Brasil de Fato - Quais as semelhanças do que está acontecendo na França com a luta dos trabalhadores no Brasil?

Estamos diante de posições estruturais muito diferentes no Brasil e na França, mas há uma tendência comum de retrocesso em termos de precarização e de fortes ameaças aos direitos trabalhistas conquistados historicamente. Em termos políticos, boa parte das forças políticas da França parecem caminhar ao centro, embora a direita mais radical tenha crescido também. Na sociedade, a polarização aumenta. Tanto no Brasil como na França, há um contexto de militarização dos territórios e dos espaços públicos. No caso da França, isto se deve à política de combate ao terrorismo devido aos últimos atentados. Isso acaba afetando os movimentos populares, os indivíduos e a coletividade organizada, com uma limitação da liberdade e o aumento da repressão, da criminalização e do controle social. 

Brasil de Fato - O que o Brasil pode aprender com os franceses?

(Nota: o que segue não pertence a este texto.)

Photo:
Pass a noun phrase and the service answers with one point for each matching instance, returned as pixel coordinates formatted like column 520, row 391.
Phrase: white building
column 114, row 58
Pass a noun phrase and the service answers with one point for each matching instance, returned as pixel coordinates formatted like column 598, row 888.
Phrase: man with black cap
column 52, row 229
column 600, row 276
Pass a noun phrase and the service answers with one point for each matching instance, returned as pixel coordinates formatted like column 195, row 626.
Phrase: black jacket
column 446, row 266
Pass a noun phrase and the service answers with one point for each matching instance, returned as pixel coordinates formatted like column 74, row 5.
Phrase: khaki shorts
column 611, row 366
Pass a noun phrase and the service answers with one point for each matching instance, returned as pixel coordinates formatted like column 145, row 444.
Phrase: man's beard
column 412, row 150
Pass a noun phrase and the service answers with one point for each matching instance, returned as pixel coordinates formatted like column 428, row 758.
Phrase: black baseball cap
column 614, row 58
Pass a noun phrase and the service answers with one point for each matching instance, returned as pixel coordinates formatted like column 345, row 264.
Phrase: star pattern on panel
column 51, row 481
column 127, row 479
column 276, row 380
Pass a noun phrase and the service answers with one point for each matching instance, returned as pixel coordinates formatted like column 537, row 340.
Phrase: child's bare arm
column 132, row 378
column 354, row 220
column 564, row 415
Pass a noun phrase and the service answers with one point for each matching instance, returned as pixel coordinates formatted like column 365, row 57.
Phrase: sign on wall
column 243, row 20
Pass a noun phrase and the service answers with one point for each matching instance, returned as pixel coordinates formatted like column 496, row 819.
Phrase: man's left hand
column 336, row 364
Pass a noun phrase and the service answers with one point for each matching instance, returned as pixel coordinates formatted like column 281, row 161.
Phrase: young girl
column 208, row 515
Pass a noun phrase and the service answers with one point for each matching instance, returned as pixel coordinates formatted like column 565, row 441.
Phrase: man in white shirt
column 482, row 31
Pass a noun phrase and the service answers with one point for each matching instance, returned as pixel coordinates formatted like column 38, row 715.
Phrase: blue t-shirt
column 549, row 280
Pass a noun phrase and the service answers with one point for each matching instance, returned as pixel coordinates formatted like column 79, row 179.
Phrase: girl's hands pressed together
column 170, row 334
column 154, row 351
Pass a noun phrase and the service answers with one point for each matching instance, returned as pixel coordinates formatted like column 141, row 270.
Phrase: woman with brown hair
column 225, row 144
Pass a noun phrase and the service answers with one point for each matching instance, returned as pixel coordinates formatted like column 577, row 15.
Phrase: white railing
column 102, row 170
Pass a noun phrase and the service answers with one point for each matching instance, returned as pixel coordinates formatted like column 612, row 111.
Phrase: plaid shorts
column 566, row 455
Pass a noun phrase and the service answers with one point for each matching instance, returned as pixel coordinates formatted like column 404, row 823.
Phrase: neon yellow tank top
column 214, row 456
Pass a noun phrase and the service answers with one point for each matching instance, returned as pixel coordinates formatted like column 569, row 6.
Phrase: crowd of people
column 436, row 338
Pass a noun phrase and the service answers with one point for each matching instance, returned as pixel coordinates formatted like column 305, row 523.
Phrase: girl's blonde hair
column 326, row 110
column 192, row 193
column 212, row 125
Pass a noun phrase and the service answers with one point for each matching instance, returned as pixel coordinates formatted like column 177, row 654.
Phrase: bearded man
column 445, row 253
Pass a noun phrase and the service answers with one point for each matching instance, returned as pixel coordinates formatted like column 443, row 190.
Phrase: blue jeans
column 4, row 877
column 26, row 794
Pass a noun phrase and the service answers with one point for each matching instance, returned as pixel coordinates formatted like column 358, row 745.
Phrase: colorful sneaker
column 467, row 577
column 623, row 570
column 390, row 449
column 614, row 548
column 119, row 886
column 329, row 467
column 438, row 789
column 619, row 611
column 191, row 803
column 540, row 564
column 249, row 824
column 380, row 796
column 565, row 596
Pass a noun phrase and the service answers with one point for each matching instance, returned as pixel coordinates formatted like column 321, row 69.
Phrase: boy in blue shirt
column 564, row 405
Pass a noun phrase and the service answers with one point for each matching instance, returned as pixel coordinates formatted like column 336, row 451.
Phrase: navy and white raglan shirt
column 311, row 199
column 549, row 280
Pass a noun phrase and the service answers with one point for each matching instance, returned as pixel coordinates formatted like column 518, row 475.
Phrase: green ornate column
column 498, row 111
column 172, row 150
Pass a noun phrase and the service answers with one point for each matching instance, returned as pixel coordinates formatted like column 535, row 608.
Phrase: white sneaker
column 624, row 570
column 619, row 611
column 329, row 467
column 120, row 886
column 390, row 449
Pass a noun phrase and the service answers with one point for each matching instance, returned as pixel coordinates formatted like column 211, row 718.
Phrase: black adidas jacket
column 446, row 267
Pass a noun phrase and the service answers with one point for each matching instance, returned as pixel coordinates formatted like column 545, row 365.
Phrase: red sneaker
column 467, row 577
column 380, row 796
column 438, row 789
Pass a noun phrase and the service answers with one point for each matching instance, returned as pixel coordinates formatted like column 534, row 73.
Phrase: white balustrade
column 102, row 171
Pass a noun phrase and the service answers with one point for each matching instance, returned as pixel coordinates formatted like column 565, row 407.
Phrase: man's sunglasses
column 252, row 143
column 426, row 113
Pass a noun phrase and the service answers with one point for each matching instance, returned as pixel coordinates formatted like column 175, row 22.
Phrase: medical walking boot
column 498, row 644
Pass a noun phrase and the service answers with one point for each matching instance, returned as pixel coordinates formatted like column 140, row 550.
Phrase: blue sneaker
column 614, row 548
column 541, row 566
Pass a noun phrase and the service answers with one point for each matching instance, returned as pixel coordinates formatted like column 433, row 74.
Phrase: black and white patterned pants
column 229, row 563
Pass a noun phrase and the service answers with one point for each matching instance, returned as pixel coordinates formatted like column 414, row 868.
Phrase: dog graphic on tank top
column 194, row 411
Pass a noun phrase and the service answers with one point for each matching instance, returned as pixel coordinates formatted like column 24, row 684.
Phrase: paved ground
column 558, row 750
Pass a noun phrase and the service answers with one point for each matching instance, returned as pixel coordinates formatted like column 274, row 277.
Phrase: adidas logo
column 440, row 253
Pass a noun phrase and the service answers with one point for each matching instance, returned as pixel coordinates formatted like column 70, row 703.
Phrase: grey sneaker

Há muitas experiências fantásticas de luta hoje, sejam na França, na Síria ou no México. Para aprender é preciso compartilhar. Temos que gerar mais solidariedade e conexões entre nossas lutas. É cada vez mais importante reforçar e revitalizar a luta internacionalista. Um exemplo importante de solidariedade da França com o Brasil foi a atuação de movimentos populares franceses e de coletivos de brasileiros na França. Esses movimentos mudaram a visão que a população e os meios de comunicação franceses tinham sobre os acontecimentos recentes no Brasil. De uma visão de apatia ou até de apoio ao impeachment, boa parte dos meios franceses mudaram o tom e passaram a denunciá-lo. Passaram a chamá-lo pelo seu verdadeiro nome: golpe de Estado.